Uh, not every bank is insolvent and not every bank will be insolvent, regardless of how bad this gets.

Still, your end result is entirely possible because the key point is that most of the "big banks" - BAC, C, WFC, JPM, etc. are all completely underwater

Here's the key point:  Trying to prop these banks up with government lending or buyout of their assets or nationalizing them without cramdown of their bad assets (one in the same solution actually) with not only crash our markets but will also endanger the stability of the US government and its funding mechanisms as a whole.

There are no solutions I can think of where the market doesn't crash again at some point in the near future, but we must make sure to choose a solution that does not screw up the stability of the US government or its ability to maintain funding.

I can't repeat this enough.  And Obama needs to stop dicking around on this matter.

There is no way to absolutely ensure that the US government 'maintains' its ability to get funding. Check that, there is a way... start acting like an empire: invade other countries and seize their property, then use that property as collateral for debt. But besides that, there is no guarantee that anyone will continue to lend to the US government.

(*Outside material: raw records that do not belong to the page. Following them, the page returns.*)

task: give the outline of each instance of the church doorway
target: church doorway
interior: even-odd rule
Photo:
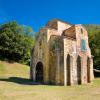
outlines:
[[[36,65],[36,82],[43,83],[43,64],[38,62]]]

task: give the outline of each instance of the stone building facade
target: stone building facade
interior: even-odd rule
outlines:
[[[65,86],[91,82],[93,57],[86,29],[82,25],[50,20],[39,30],[31,51],[30,78]]]

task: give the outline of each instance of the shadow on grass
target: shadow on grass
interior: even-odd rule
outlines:
[[[32,80],[27,79],[27,78],[20,78],[20,77],[9,77],[7,79],[0,78],[0,81],[13,82],[13,83],[21,84],[21,85],[41,85],[42,84],[39,82],[33,82]]]

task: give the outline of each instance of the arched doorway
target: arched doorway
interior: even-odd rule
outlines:
[[[77,83],[81,84],[81,57],[77,58]]]
[[[67,85],[71,84],[71,66],[70,66],[70,55],[67,55]]]
[[[87,58],[87,82],[90,82],[90,58]]]
[[[36,82],[43,83],[43,64],[38,62],[36,65]]]

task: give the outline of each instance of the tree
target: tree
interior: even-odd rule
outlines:
[[[33,46],[34,38],[30,30],[26,31],[16,21],[0,26],[0,58],[28,64]]]

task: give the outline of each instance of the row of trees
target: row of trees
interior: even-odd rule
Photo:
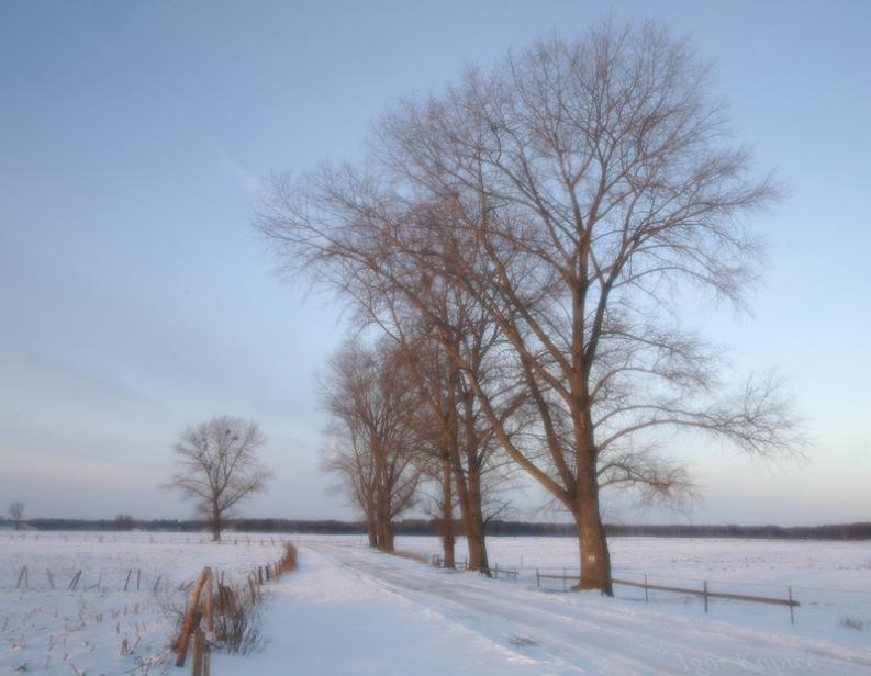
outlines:
[[[745,218],[778,192],[707,84],[666,29],[606,21],[399,104],[358,165],[273,182],[256,224],[287,271],[381,335],[343,349],[325,387],[327,463],[373,544],[438,477],[446,527],[456,500],[487,570],[483,477],[510,462],[573,517],[579,586],[610,593],[601,492],[692,491],[662,452],[674,430],[796,447],[775,380],[730,388],[680,322],[686,297],[741,306],[760,261]]]

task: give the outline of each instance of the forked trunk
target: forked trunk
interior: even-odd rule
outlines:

Even if the government were to, tomorrow, stop issuing new debt and try to balance the budget, or use a portion of its revenues to pay off the principal on existing debt, its ability to borrow could still come under attack later if debt-deflation continues for a long enough period of time to the point where its revenue base shrinks, and then some other country (Spain, Ireland, the U.K.) defaults.

There are risks on all sides right now. There are risks to not spending enough just as there are to spending too much. I have not yet seen a convincing case that X dramatic event will definitively occur.